Updated: Jun 6
Doing Too Many Hard Sessions
Ultra-running isn’t totally about speed, but being able to maintain a sustainable speed over a longer distance. If you’re *always* doing short, hard efforts – yes, you’ll improve your Vo2 max for sure which will go a long way towards your fitness. On the other hand, you’ll be missing out on the physiological adaptations of what running at a slower pace will contribute to your overall fitness. Not to mention the extra stress on your body and the recovery needed between all the hard sessions which can disrupt the consistency of training required for ultra training. If you’re interested in this topic, check out this podcast – https://www.scienceofultra.com/podcasts/148
This brings me to my next point.
Running More KMS than Necessary
Yes, you need to run a lot of kilometres because you’re doing an ultra-distance race. However, if you find yourself doing big sessions and needing more than 2-3 days off training to recover from, then you might want to re-evaluate the length of your longest runs. Don’t get me wrong, the ‘longest’ run has a time and place in every good program, where adequate rest is allocated to adapt to the training – but you shouldn’t be putting yourself in the deep end every few weeks and struggling to get back into running afterwards. You’d be better off doing shorter runs and being able to back them up with more running sooner, where you can keep your overall running volume relatively consistent without having big breaks in your training.

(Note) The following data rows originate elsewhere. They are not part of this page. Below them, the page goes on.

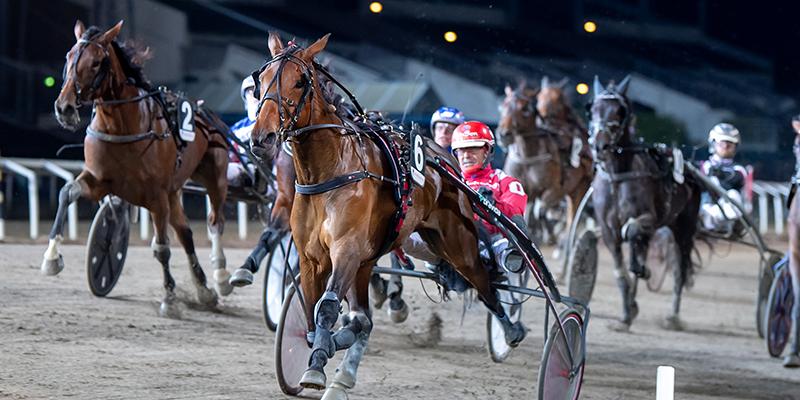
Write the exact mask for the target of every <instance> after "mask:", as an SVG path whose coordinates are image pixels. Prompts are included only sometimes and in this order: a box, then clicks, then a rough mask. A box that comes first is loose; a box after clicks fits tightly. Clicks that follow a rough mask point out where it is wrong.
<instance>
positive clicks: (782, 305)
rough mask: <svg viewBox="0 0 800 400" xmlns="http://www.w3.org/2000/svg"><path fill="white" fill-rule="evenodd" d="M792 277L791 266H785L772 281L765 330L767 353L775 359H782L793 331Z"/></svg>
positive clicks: (793, 296) (793, 298) (767, 308)
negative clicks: (781, 358)
mask: <svg viewBox="0 0 800 400" xmlns="http://www.w3.org/2000/svg"><path fill="white" fill-rule="evenodd" d="M793 305H794V293H793V292H792V276H791V273H790V272H789V266H788V265H786V264H784V265H783V267H782V268H781V269H780V270H779V271H778V273H777V276H776V277H775V279H774V280H773V281H772V287H771V288H770V289H769V297H768V300H767V308H766V310H765V314H766V315H765V317H766V318H765V320H764V329H765V331H766V332H765V333H766V338H767V351H769V355H771V356H773V357H780V355H781V353H783V349H784V348H785V347H786V343H788V342H789V336H790V335H791V331H792V306H793Z"/></svg>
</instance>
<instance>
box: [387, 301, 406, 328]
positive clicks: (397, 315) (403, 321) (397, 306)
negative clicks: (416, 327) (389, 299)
mask: <svg viewBox="0 0 800 400" xmlns="http://www.w3.org/2000/svg"><path fill="white" fill-rule="evenodd" d="M393 303H394V302H390V303H389V309H388V310H386V312H387V313H388V314H389V319H391V320H392V322H394V323H395V324H399V323H401V322H405V320H406V319H407V318H408V304H406V302H405V301H403V299H400V300H399V303H401V305H399V306H397V307H395V306H396V304H393ZM395 308H396V309H395Z"/></svg>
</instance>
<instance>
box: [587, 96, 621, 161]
mask: <svg viewBox="0 0 800 400" xmlns="http://www.w3.org/2000/svg"><path fill="white" fill-rule="evenodd" d="M598 100H616V101H617V102H619V104H620V106H621V107H622V110H623V111H624V113H625V115H624V116H623V117H622V120H621V121H606V120H596V119H594V118H592V117H591V115H590V116H589V145H590V146H592V151H593V152H607V151H611V150H613V149H612V147H613V148H621V147H622V146H620V145H619V141H620V139H622V137H623V136H624V135H625V131H626V128H627V126H628V123H629V122H630V118H631V110H630V105H629V104H628V100H627V99H626V98H625V97H624V96H622V95H621V94H619V93H616V92H613V91H609V90H605V91H603V92H602V93H600V94H599V95H597V96H595V98H594V100H592V102H591V103H589V104H587V110H588V112H589V113H591V108H592V106H593V105H594V103H595V102H596V101H598ZM600 132H608V133H609V134H610V136H611V141H610V143H608V144H606V145H605V146H603V148H602V149H597V148H596V147H595V144H596V138H597V134H598V133H600Z"/></svg>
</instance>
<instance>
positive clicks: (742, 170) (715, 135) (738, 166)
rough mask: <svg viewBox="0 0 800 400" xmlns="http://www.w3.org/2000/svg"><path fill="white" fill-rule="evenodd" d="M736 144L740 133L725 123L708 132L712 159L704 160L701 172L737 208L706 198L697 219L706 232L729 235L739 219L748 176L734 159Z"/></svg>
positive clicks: (722, 200) (742, 204) (708, 142)
mask: <svg viewBox="0 0 800 400" xmlns="http://www.w3.org/2000/svg"><path fill="white" fill-rule="evenodd" d="M739 142H740V135H739V130H738V129H736V127H734V126H733V125H731V124H728V123H720V124H717V125H715V126H714V127H713V128H712V129H711V131H710V132H709V133H708V146H709V152H711V157H709V159H708V160H707V161H703V163H702V164H701V165H700V169H701V171H703V173H704V174H705V175H706V176H708V177H709V178H711V179H712V180H714V181H716V182H717V183H718V184H719V185H720V186H721V187H722V188H723V189H724V190H725V191H726V192H727V194H728V197H730V198H731V200H733V201H735V202H737V203H738V206H739V207H736V206H735V205H733V204H731V203H730V202H729V201H727V200H726V199H719V200H718V201H717V202H713V201H711V200H710V199H708V198H706V200H705V201H703V204H702V205H701V207H700V216H701V219H702V221H703V226H704V227H705V228H706V229H708V230H712V231H718V232H723V233H731V232H732V230H733V227H734V224H735V222H736V221H737V220H738V219H739V218H740V217H741V216H742V215H741V211H740V210H741V209H743V202H742V189H743V188H744V184H745V180H746V178H747V175H748V174H747V170H746V169H745V168H744V167H742V166H741V165H739V164H736V163H735V162H734V160H733V158H734V157H735V156H736V150H737V147H738V146H739Z"/></svg>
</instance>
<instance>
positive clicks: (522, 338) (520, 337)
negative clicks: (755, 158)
mask: <svg viewBox="0 0 800 400" xmlns="http://www.w3.org/2000/svg"><path fill="white" fill-rule="evenodd" d="M527 334H528V329H527V328H525V325H523V324H522V321H517V322H514V324H513V325H511V328H509V329H508V330H507V331H506V343H508V345H509V346H511V347H517V346H519V344H520V343H521V342H522V340H523V339H525V336H526V335H527Z"/></svg>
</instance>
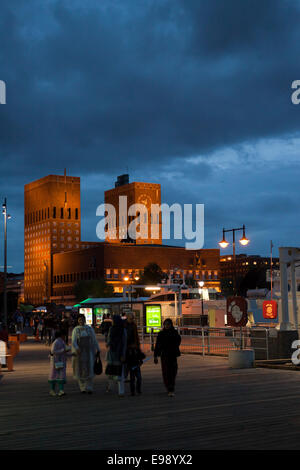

Not Eating or Drinking Enough
Most general nutrition advice recommends about 60g of carbohydrate per hour. This is GENERAL nutrition advice – playing it safe, for the vast majority. Other factors to take into consideration – body weight, how trained your gut is to ingest carbohydrates during exercise, which sugars you’re using, how much of it is liquid, etc. The only real way you can find out is to train and to test it. Why would you do the bare minimum in fuelling if you could take on more carbs without issue? The only way to know is to find out – and this includes keeping a log of what you’re eating, track your carbs, and increase your intake over time to see how much you can get away with. Like I said, why are you doing the bare minimum when you could trial more and find out what is optimum. Word to the wise: Don't try anything new on race day - this includes increasing your carb intake to un-tested levels!
Not Doing Strength Work
My athletes will probably say that I sound like a broken record writing this one – but it’s true. Only the most robust athletes will get away without doing any strength training. These people are extremely rare and you probably aren’t one of them. Most people have muscle weaknesses that get exposed once the kilometres crank up. Nobody is asking you to spend hours in the gym lifting super heavy weights getting swole, but a little pre-hab/rehab goes a long way, especially if you spend a lot of your day sitting at a computer like most of us (hello weak glutes).
Focusing Too Much on the 1%
We are all suckers for the latest recovery gear/methods, the inflatable boots, the massage gun, the cryotherapy, and so on. The majority of people are better off spending their hard-earned cash on reducing stress in their life and freeing up more time to get the basics right. Eat, sleep, and recover. Most athletes don’t over-train, they just under-recover by not sleeping enough or not giving their body the adequate nutrition to fuel their training. If you need diet advice, hit up our dietitian David Bryant. First get the basics right and then consider where you can make the extra gains in other areas.